After this, he will have to stabilize the market in his favour and thus, if he suffers a stop loss of 100 PIP, then with a strength of $25000, he will have to bear a loss of $250 only. Once this loss is registered, a whopping amount of $9750 will still be left in his account, which is prior to costs incurred during trading.
We can also affirm here that with such a favourable scenario, the trader will have the stability to build up an account over a certain period of time. However, such is considered to be among the huge predicaments that forex trading agencies have to face while dealing with new investors who aspire to be reputed traders, but they lack patience. They simply feed themselves with a few stories from certain places, which are of earlier years where people made mammoth profits within a short time period, which can be a case of the separate story with a different time period and applicable circumstances, which may not be the case in the present century of a globalized world.

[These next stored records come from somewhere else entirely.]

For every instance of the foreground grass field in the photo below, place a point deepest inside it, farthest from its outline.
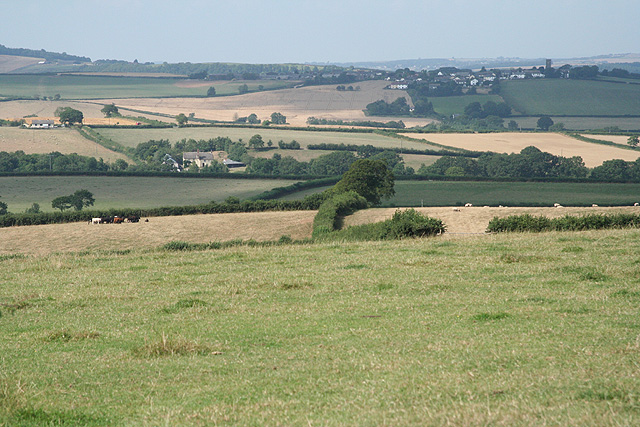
(498, 330)
(19, 192)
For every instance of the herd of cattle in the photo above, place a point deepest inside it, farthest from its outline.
(115, 219)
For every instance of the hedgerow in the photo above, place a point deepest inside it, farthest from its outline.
(529, 223)
(330, 212)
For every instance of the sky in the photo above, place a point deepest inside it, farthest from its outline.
(305, 31)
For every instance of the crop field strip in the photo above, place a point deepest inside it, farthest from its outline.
(19, 192)
(133, 137)
(44, 141)
(571, 97)
(79, 87)
(517, 329)
(512, 142)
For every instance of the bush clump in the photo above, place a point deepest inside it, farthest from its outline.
(404, 224)
(332, 210)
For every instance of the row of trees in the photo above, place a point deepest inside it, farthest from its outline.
(531, 162)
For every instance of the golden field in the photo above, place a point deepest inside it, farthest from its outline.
(63, 140)
(511, 142)
(296, 104)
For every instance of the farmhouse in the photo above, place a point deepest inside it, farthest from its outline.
(200, 159)
(42, 124)
(233, 164)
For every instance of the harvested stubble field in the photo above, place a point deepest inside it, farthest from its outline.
(133, 137)
(512, 142)
(20, 109)
(517, 329)
(19, 192)
(80, 236)
(43, 141)
(11, 63)
(92, 86)
(296, 104)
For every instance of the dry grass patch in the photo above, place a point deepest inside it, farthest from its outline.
(508, 142)
(43, 141)
(79, 236)
(10, 63)
(296, 104)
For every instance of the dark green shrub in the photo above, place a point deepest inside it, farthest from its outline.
(330, 212)
(410, 223)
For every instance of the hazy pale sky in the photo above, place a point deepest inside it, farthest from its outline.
(278, 31)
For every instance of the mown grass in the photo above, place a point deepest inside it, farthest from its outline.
(20, 192)
(448, 105)
(499, 330)
(456, 193)
(97, 87)
(571, 97)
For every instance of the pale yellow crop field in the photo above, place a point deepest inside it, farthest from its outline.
(296, 104)
(10, 63)
(508, 142)
(24, 108)
(617, 139)
(80, 236)
(43, 141)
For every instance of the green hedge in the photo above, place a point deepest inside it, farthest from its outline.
(404, 224)
(530, 223)
(330, 212)
(10, 220)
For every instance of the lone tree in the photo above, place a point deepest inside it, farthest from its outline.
(256, 142)
(110, 110)
(372, 179)
(70, 116)
(181, 119)
(545, 122)
(78, 200)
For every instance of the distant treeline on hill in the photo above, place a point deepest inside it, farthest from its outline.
(49, 56)
(210, 71)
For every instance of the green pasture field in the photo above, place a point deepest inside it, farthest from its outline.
(133, 137)
(571, 97)
(582, 123)
(456, 193)
(515, 329)
(97, 87)
(448, 105)
(19, 193)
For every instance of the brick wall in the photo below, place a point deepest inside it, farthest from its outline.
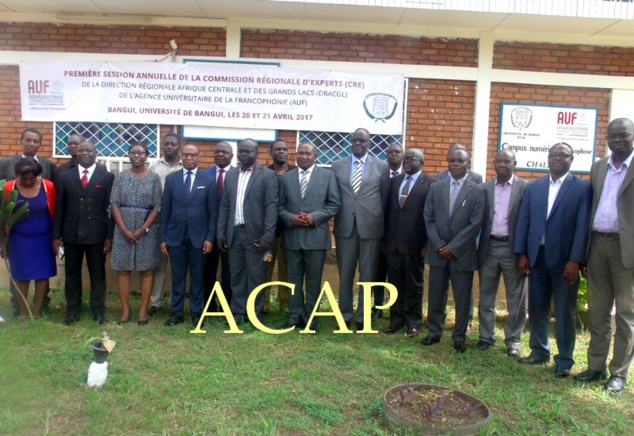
(564, 58)
(439, 113)
(318, 46)
(545, 95)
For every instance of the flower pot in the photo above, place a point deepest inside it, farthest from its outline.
(431, 409)
(101, 354)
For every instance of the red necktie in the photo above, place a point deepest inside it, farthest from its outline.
(84, 179)
(219, 183)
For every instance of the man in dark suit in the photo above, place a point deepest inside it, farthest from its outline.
(454, 211)
(309, 197)
(84, 225)
(405, 243)
(223, 154)
(495, 255)
(611, 260)
(31, 140)
(73, 142)
(246, 227)
(394, 155)
(188, 228)
(279, 154)
(364, 183)
(551, 239)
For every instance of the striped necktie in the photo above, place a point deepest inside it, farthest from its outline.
(356, 178)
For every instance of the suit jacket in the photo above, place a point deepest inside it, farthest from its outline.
(458, 231)
(625, 206)
(405, 228)
(322, 201)
(260, 205)
(565, 229)
(517, 193)
(475, 177)
(212, 172)
(196, 214)
(7, 168)
(368, 205)
(82, 216)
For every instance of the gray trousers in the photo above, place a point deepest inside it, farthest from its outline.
(500, 260)
(610, 283)
(351, 251)
(158, 289)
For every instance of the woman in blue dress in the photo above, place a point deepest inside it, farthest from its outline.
(31, 255)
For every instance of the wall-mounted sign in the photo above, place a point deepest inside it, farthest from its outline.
(530, 130)
(219, 95)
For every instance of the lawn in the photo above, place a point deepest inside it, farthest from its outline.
(168, 381)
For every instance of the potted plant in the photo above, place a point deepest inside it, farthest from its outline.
(11, 213)
(98, 370)
(431, 409)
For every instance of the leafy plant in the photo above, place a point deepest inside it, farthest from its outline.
(11, 213)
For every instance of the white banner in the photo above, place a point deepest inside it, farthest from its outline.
(530, 130)
(220, 95)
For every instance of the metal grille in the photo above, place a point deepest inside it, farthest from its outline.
(335, 145)
(112, 140)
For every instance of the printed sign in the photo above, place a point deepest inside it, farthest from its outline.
(219, 95)
(530, 130)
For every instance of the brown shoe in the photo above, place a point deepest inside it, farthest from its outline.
(410, 333)
(393, 328)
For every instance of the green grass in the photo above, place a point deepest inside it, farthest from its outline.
(166, 380)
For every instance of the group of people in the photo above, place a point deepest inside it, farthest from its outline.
(390, 217)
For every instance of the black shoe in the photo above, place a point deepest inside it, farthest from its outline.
(100, 318)
(376, 314)
(70, 320)
(614, 384)
(173, 320)
(459, 346)
(429, 340)
(561, 372)
(532, 360)
(591, 375)
(482, 345)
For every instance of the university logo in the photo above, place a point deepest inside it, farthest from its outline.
(379, 106)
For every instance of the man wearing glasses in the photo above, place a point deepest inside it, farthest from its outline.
(551, 240)
(364, 183)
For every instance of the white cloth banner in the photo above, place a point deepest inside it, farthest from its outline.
(221, 95)
(530, 131)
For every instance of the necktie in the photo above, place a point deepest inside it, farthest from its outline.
(188, 183)
(303, 183)
(405, 191)
(221, 176)
(356, 178)
(84, 179)
(455, 189)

Such stuff is generally found in sales brochures as well.
Major Lesson To Learn:
In Forex Trading, the major, as well as the measured action we can take, is to keep our position in a reasonable state. Conversely, scores of people fail to accomplish this and end up causing damage to their finances, many a time, fatal and irreparable.
Not surprisingly, forex trading field (as in other markets where levered beta is applicable) the story is absolutely different and concepts and theories as are applied in the stock market, prove completely futile here.
Without a doubt, a trader gathers funds to be in a larger game and percentage wise, currencies frequently lack momentum which does not ensure trading without any type of leverage. Against a specific currency pair and over a certain period of time, say a year, currency prices may rise only by 7%, but when leverage is enjoyed, such doubles up to retain an interest in the trade.
Other than in the stock market, traders simply don’t own any amount, rather movement speculation is there. For instance, if a person has invested in buying shares of a company, say Samsung, he will continue to hold that part of the company no matter how much worse it performs. He is not levered and hence he is not concerned about the margin.
Stunningly, forex trading can simply spell huge profits, all it needs is to be aware of the strength that we hold in terms of capital and insights. And DicnoFX will help you to understand Forex Trading Stratagies.